Ethics professor’s six-year labor culminates with International Encyclopedia of Ethics

Hugh LaFollette, Ph.D., the Marie and Leslie E. Cole Chair of Ethics at USF St. Petersburg, is editor-in-chief of the newly published International Encyclopedia of Ethics, considered the most comprehensive, authoritative print and electronic ethics resource available.

The nine-volume encyclopedia, published by Wiley-Blackwell, is the culmination of six years of work by LaFollette, professor of philosophy in the College of Arts and Sciences.

The encyclopedia involves more than 3 million words in more than 700 entries by 600 authors from 23 countries. The entries discuss topics, movements, arguments, and figures in Normative Ethics, Metaethics, and Practical Ethics. LaFollette worked with an editorial board of 24 ethics scholars. The electronic version will be updated regularly.

LaFollette said he’s not sure he would have agreed to do it if he knew from the start how arduous it would be. “It was so time consuming I had little time for other writing,” he says.

It took almost a year just to agree on the list of topics. Every article was blind-reviewed and reviewed again by either LaFollette or one of his associate editors. Nearly every article required changes. LaFollette read most of the articles before they were sent out for review. The process required a combination of persistence and diplomacy.

And there were technical challenges to overcome with the publisher’s electronic article submission software. LaFollette says he spent months on “a fairly extensive job writing instructions on how to submit articles.”

The overarching goal was to provide a single resource for anyone interested in ethics, LaFollette says.

The electronic version includes extensive hyperlinks to scholarly works and encyclopedia entries, an average of a dozen or more for each article.

The publisher originally envisioned three volumes with much shorter articles, but LaFollette had greater ambitions. “I said, ‘I will only do it if we do it right,”’ he recalls.

As difficult as it was to finish, LaFollette is happy with the result. “It’s something I’ll use like crazy in my classes,” he says. “It’s really meant for the educated public, not just for the philosophers.”

Norine Noonan, vice chancellor for academic affairs, says LaFollette’s work underscores the high level of scholarship at USF St. Petersburg.

“Dr. LaFollette ranks among the top ethics scholars in the country,” she said. “While this encyclopedia will certainly be an important resource for scholars, it will also be a source of information and guidance for teachers and students at all levels and for ordinary citizens who want to know more about all aspects of ethics and ethical thinking.”
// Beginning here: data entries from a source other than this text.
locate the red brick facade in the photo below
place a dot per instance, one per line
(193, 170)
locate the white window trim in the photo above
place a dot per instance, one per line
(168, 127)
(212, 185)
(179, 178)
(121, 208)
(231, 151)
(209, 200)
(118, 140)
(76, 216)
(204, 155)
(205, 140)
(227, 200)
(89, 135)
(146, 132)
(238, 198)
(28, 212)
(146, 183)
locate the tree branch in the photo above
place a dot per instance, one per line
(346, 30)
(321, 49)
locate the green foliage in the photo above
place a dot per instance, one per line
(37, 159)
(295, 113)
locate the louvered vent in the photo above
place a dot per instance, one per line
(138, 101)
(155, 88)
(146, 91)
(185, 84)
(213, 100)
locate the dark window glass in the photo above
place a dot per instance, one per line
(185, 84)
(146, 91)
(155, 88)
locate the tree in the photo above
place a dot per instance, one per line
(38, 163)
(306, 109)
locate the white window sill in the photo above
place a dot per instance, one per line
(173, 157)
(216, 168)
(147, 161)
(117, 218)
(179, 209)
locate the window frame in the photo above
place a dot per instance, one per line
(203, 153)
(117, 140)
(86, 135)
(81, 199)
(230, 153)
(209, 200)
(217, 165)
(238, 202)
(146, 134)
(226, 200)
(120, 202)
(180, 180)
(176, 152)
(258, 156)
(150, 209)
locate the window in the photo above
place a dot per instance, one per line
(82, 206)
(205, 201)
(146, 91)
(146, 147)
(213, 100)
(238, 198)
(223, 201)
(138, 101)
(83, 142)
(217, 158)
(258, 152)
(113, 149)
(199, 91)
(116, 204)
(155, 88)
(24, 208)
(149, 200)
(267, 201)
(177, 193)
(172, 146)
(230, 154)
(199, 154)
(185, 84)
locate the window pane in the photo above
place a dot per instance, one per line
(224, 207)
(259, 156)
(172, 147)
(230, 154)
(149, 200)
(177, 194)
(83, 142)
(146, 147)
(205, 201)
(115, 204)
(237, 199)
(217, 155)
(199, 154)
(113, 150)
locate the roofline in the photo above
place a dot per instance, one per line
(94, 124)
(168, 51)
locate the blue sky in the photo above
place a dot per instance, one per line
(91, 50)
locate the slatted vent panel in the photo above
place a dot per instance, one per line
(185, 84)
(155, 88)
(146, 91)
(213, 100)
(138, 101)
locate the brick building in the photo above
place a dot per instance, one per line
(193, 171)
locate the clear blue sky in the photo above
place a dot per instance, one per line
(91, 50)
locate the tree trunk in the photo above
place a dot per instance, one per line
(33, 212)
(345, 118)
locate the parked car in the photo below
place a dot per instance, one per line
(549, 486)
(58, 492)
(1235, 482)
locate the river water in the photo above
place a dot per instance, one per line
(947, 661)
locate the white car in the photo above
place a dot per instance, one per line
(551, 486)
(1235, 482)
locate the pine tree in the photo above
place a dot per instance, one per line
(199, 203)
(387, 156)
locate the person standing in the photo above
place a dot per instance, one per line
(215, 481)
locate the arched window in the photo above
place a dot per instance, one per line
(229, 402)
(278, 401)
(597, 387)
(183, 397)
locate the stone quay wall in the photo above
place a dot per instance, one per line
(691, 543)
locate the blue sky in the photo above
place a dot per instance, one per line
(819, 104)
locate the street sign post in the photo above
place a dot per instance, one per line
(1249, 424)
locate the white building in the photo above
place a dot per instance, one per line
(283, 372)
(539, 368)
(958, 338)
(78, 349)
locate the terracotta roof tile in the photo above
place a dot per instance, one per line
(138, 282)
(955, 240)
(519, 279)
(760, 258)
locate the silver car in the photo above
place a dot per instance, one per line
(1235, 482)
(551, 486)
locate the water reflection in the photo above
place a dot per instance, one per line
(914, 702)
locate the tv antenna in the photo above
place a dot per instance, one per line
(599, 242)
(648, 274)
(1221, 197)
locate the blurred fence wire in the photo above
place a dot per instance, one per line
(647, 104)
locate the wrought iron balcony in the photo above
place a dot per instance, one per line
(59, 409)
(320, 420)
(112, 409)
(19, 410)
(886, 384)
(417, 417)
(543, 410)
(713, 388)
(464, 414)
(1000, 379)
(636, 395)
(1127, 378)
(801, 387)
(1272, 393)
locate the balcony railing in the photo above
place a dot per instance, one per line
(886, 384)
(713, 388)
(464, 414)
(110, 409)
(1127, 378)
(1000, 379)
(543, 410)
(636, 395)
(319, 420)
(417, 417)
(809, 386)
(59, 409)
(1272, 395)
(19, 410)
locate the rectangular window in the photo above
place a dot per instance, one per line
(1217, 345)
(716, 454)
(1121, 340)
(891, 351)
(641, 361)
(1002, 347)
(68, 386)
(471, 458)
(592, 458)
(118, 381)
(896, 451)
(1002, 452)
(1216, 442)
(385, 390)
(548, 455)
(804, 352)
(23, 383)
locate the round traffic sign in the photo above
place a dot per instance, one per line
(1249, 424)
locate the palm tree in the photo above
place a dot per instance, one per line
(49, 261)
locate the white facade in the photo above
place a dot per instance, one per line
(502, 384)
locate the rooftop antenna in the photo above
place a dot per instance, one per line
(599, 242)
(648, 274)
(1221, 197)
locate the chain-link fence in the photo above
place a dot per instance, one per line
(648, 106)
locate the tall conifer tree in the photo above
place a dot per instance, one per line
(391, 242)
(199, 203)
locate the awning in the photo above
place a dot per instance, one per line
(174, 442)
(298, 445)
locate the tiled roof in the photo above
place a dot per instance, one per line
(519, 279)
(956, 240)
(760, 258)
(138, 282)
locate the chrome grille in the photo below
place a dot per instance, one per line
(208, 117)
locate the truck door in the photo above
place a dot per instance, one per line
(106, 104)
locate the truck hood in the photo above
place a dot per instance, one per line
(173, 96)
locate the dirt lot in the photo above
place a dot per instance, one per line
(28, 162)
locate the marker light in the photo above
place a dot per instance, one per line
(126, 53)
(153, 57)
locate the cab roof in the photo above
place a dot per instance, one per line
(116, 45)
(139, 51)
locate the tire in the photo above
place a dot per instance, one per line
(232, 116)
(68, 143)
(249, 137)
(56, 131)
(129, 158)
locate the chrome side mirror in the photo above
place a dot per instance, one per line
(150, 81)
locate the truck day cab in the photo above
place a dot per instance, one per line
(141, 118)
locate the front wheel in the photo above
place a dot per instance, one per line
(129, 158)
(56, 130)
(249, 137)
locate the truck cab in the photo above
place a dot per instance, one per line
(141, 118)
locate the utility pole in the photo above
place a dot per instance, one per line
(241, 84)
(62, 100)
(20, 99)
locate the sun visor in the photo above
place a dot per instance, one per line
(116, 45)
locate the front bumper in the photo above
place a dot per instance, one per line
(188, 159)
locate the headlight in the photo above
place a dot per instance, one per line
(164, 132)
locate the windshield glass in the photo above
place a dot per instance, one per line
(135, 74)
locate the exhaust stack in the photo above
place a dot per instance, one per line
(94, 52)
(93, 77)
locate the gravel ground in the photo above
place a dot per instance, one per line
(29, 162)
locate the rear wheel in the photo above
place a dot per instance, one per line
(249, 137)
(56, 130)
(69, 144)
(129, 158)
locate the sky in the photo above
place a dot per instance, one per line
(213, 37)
LaFollette is the author of, among other things, The Practice of Ethics (Blackwell, 2007), Brute Science: The Dilemmas of Animal Experimentation (Routledge, 1997) and Personal Relationships: Love, Identity and Morality (Blackwell, 1996).  He is the editor of the Blackwell Guide to Ethical Theory (2nd  Edition, Wiley-Blackwell, late 2013), Ethics in Practice (4th edition forthcoming, Blackwell) and the Oxford Handbook of Practical Ethics (Oxford, 2003).